Federal Agencies Issue Final ACA Contraceptive Mandate Rules
Author: Marta Moakley, XpertHR Legal Editor
July 13, 2015
The Departments of Health and Human Services (HHS), Treasury and Labor have issued final rules regarding coverage under the Affordable Care Act (ACA) for contraceptive services. The coverage was debated in the 2014 Supreme Court Hobby Lobby ruling. The rules are scheduled to be published in the July 14, 2015 Federal Register, and will become effective 60 days later, or September 14, 2015.
In Hobby Lobby, the Supreme Court held that owners of closely held for-profit corporations with religious objections to the ACA's contraceptive mandate were protected under the Religious Freedom Restoration Act of 1993 (RFRA). However, not all of an employer's religious objections would be so protected, such as objections with respect to vaccinations or blood transfusions.

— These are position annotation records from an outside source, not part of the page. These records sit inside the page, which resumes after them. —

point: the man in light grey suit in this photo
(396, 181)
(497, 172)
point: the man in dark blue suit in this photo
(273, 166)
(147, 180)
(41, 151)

The final rules apply the Hobby Lobby ruling and other applicable orders and finalize the provisions of the:
- Interim final regulations issued in August 2014 related to the process an eligible organization uses to provide notice of its religious objection to the coverage of contraceptive services;
- Proposed regulations issued in August 2014 related to the definition of eligible organization, which would have expanded to for-profit corporations the set of entities that may avail themselves of a religious accommodation with respect to the contraceptive mandate; and
- Interim final regulations issued in July 2010 related to the coverage of preventive services.
Over 75,000 comments were submitted during the proposed rules' comment period.
The final regulations provide that, by definition, a closely held for-profit entity:
- Is not a nonprofit entity;
- Is not publicly traded;
- Must have more than 50% of the value of its ownership interests owned directly or indirectly by five or fewer individuals, or must have an ownership structure that is substantially similar; and
- Objects to providing contraceptive coverage based on its owners' religious beliefs.
The regulations use a more flexible definition of closely held corporation than the tax law does. In addition, like nonprofit organizations eligible for an accommodation, eligible for-profit organizations may provide notice of a need for accommodation at any time.
Both nonprofit and closely held for-profit institutions of higher education, with respect to their insured student health plans, may qualify as eligible organizations under the final regulations.
An entity may seek further information regarding whether it qualifies for the accommodation by sending a letter describing its ownership structure to HHS (using the procedure required by HHS).
The final regulations continue to allow an eligible organization that needs a religious accommodation with respect to the contraceptive mandate to choose between:
- Using EBSA Form 700 for self-certification; or
- Notifying HHS in writing of its religious objection to coverage of all or a subset of contraceptive services. The notice must include the:
- Name of the eligible organization and the basis on which it qualifies for an accommodation;
- Objection to coverage based on sincerely held religious beliefs;
- Plan name and type (i.e., student health insurance plan or church plan); and
- Name and contact information of any of the plan's third party administrators and health insurance issuers.
The final rules apply beginning on the first day of the first plan year (or, for individual health insurance coverage, the first day of the first policy year) that begins on or after the final rules' effective date.
The Department of Labor, Employment Benefits Security Administration; HHS, Center for Medicare & Medicaid Services; and the Healthcare.gov website provide additional information regarding implementation of the final rules.